THUNDER BAY – International News – The European Union is looking to expand. In a media statement released on October 10th, the European Commission is recommending, for a fourth time, to open accession negotiations with the former Yugoslav Republic of Macedonia. It recommends granting EU candidate status to Albania subject to completion of key reform steps, and proposes negotiating a Stabilisation and Association Agreement (SAA) with Kosovo once it has made progress in fulfilling a number of short term priorities.

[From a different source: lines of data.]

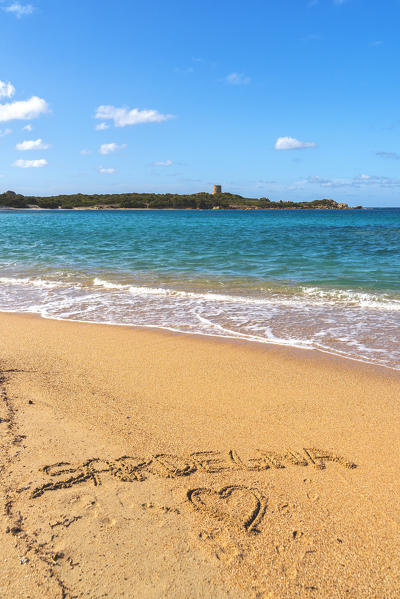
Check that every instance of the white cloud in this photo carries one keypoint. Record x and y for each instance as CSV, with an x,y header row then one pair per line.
x,y
23,110
108,171
19,10
7,90
109,148
361,181
30,163
4,132
102,127
36,144
125,116
237,79
389,155
291,143
162,163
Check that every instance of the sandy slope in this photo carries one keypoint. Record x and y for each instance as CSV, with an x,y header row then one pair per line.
x,y
143,464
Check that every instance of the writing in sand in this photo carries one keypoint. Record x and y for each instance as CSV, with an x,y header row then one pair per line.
x,y
134,469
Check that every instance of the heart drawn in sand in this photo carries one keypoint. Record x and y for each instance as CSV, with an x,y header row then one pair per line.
x,y
236,504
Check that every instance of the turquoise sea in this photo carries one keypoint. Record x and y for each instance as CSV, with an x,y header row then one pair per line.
x,y
326,279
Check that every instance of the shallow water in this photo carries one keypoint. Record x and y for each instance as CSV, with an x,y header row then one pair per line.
x,y
317,279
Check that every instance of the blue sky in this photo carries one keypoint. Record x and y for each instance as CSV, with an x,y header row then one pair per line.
x,y
296,99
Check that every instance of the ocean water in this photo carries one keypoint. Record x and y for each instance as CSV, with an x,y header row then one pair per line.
x,y
308,278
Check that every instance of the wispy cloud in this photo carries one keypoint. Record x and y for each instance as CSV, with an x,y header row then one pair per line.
x,y
19,10
23,110
361,181
125,116
237,79
7,90
4,132
389,155
110,148
162,163
291,143
30,163
107,171
36,144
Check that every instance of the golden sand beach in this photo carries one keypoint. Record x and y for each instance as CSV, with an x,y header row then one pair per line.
x,y
143,464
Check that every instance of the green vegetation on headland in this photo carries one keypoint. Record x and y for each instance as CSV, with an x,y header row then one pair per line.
x,y
199,201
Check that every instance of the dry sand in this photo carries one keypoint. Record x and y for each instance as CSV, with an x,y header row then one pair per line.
x,y
143,464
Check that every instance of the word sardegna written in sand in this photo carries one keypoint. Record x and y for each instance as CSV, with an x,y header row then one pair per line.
x,y
131,469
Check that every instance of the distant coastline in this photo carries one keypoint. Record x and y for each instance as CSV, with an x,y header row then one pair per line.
x,y
149,201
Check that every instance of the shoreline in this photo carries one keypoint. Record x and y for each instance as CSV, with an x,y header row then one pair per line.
x,y
145,463
38,209
269,345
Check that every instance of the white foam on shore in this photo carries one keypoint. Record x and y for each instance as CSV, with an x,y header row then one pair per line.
x,y
346,323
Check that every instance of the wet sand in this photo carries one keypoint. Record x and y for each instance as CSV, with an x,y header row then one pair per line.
x,y
136,463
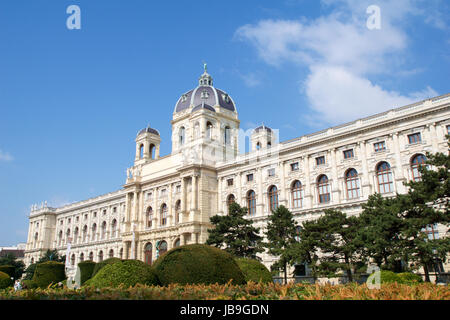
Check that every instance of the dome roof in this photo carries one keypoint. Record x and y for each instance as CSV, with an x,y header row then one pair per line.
x,y
263,127
203,106
148,130
207,94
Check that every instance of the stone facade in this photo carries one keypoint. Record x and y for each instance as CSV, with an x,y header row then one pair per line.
x,y
168,201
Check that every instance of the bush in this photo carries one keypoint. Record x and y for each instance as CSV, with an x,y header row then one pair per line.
x,y
198,264
28,284
410,278
254,270
389,277
5,280
8,269
100,265
48,272
86,270
127,273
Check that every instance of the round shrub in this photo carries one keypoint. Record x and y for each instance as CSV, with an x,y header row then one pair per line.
x,y
127,273
198,264
48,272
8,269
100,265
5,280
389,277
410,278
86,270
254,270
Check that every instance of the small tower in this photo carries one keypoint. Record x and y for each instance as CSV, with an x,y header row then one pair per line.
x,y
262,137
147,145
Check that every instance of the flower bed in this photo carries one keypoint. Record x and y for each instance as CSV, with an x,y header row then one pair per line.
x,y
250,291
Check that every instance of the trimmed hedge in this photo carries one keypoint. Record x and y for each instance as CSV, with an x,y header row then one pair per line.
x,y
410,278
5,280
100,265
48,272
198,264
254,270
8,269
127,273
86,270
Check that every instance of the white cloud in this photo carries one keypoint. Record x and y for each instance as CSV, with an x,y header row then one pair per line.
x,y
5,156
337,95
342,54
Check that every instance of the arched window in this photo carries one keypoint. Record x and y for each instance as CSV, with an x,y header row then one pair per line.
x,y
148,253
75,235
323,188
352,184
273,198
114,228
298,231
416,162
296,191
94,231
164,214
68,239
181,136
84,233
149,217
384,177
162,248
103,229
227,135
230,199
209,130
59,238
152,151
177,211
141,151
251,202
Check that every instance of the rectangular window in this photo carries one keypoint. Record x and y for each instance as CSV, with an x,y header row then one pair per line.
x,y
379,146
348,154
414,138
320,160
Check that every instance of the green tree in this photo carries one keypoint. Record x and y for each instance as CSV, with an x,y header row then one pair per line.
x,y
281,237
425,205
380,231
338,244
49,255
10,259
236,233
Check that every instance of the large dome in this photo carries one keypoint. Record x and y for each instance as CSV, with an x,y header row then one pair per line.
x,y
205,94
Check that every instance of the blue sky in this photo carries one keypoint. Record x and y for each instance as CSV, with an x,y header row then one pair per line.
x,y
72,101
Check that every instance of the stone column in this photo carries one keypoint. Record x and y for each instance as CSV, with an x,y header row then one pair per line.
x,y
260,202
194,193
399,176
219,195
366,186
284,200
308,195
335,188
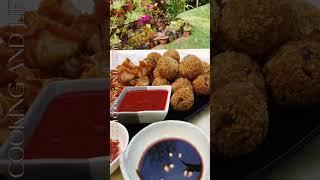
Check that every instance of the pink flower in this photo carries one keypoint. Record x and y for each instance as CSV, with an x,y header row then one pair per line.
x,y
144,19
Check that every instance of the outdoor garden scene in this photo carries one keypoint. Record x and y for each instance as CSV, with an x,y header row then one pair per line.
x,y
160,24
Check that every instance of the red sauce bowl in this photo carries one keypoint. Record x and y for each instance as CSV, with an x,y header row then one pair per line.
x,y
142,104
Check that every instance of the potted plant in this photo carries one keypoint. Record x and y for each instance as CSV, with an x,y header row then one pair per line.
x,y
163,40
187,30
180,24
156,41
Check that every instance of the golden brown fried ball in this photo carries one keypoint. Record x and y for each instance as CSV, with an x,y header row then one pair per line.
x,y
182,99
205,68
159,81
156,73
293,74
239,119
181,83
201,84
232,66
255,26
154,56
173,53
167,67
190,67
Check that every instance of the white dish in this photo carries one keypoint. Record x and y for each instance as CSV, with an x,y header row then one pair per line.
x,y
129,160
140,116
120,133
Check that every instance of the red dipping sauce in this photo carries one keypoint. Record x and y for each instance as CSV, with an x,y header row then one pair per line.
x,y
144,100
74,125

The Commission also confirmed that Croatia is on track in its membership preparations.

As well, in a set of annual reports, the Commission also assesses the progress towards EU accession made elsewhere in the Western Balkans, Turkey, and Iceland over the past year.

Presenting the annual Enlargement Package, Commissioner Stefan Füle said, “Our recommendations place the rule of law firmly at the centre of the accession process. To create a more stable and prosperous Europe, momentum needs to be maintained both for merit-based enlargement process on the EU side and for reforms on the ground in the enlargement countries”.

Today’s recommendations on Albania, Kosovo and the former Yugoslav Republic of Macedonia as well as the imminent accession of Croatia, the recent start of accession negotiations with Montenegro and candidate status for Serbia – on the basis of clear indications of what is needed to open accession negotiations – show that once reforms are made, the EU delivers on its commitments. These positive developments in the Western Balkans send a strong signal of the transformative power of EU enlargement. To advance further, the Commission proposes to increase focus on a number of areas. Firstly, strengthening democratic governance by starting to address rule of law issues well before accession negotiations begin. Secondly, strengthening freedom of expression and independence of the media. Thirdly, tackling economic issues early in the process to consolidate economic and financial stability and help recovery. Finally, the Commission underlines that bilateral issues should be addressed as soon as possible; they should not hold up the accession process.

Common interests between the EU and Iceland, including in the field of renewable energy and climate change, are growing, as is the strategic importance of the EU’s Arctic policy. Accession negotiations are progressing well.

The positive agenda, launched to reinvigorate relations with Turkey, is already delivering its first results. Turkey’s active support to the positive agenda and its European perspective remains essential. However, concerns are growing regarding Turkey’s lack of substantial progress towards fully meeting the political criteria and the situation regarding fundamental rights on the ground remains a serious concern. Full implementation of the obligations under the Customs Union and progress towards normalisation of relations with Cyprus are urgent and could provide new momentum to accession negotiations.